To listen is an active process
Listening to music evokes mental processes. The music reminds us of something that happened in the past for example.
We get associations. We judge, compare and valuate the music that we hear. We give it a special meaning or explanation. We think about it.
Expectations play an important role. We always listen in relation to our conscious or unconscious expectations.
How is musical information processed?
Through our senses we get impressions incessantly. All incoming information has to be processed.
In that process we are constantly looking for structures, connections and regularities.
That gets it straight and creates a comprehensible and manageable reality.
How do we structure musical information?
To understand a melody we cluster tones.
To understand rhythms we look for structures and patterns.
Timbre plays an important role. All instruments have a different sound. We recognize them by their timbre.
How does our brain structure musical information? Some examples:
Pitch in a melody: Tones that are near in pitch are perceived as a whole rather than tones that are far apart.
In the whole world melodies are made out of a series of tones with small intervals in between. The tones are near in pitch. Larger intervals are also used of course.
They make the melody more exciting. A melody is mostly build on a series of tones with many small and few large intervals.
Rhythm: Also in time the tones have to be near each other to form an understandable unity.
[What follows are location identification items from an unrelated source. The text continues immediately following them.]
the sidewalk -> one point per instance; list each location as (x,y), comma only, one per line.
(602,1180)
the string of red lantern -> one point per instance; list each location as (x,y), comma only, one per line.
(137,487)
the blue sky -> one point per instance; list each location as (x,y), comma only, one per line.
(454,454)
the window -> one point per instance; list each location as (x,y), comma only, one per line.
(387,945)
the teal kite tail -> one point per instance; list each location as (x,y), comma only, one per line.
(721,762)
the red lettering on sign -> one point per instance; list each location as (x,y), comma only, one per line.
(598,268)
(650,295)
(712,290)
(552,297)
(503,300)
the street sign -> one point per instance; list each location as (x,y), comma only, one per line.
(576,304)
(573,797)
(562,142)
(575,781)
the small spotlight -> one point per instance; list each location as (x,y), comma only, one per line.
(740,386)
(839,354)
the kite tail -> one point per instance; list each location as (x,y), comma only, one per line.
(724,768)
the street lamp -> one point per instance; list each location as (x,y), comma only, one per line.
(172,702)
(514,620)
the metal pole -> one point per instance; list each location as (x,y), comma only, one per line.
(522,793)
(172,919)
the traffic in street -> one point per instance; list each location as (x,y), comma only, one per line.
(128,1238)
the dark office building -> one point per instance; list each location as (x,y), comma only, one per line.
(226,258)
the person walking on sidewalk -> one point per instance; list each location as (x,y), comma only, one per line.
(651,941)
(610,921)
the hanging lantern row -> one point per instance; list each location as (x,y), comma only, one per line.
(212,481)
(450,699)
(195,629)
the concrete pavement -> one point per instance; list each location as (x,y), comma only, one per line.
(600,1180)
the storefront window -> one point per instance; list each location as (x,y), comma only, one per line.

A rhythm is hard to recognize when there is more than 1,5 second between the tones.
We recognize a pattern within an amount of time that we experience as "now".
This "psychological present" lasts only a few seconds for most people. Besides that it is easier to recognize a rhythm if the tones have various lengths, preferably in a ratio of 2:1.
Timbre: We sort according to timbre. If all the tones in a melody would have another timbre, for example because they are played on different instruments, we would not recognize that particular melody.
Categorical perception: Our need to classify information is expressed in "category thinking". We can recognize so much as a thousand different pitches. We count with only 85. For example the tone A1 has a frequency of 440 Hz. But a tone with a somewhat lower or higher frequency, say 430 Hz or 450 Hz, we also consider an A1.
Also tempo is usually divided in categories: Adagio, andante, moderato, allegro, presto.
Duration of tones is divided in 7 categories: Whole note and half note, quarter note, eigth note, sixteenth note, thirty - second note and sixty-forth note.
Even volume is divided in only 7 categories in music notation, from very low (ppp) to very high (fff) volume, in spite of it being a continuum in reality.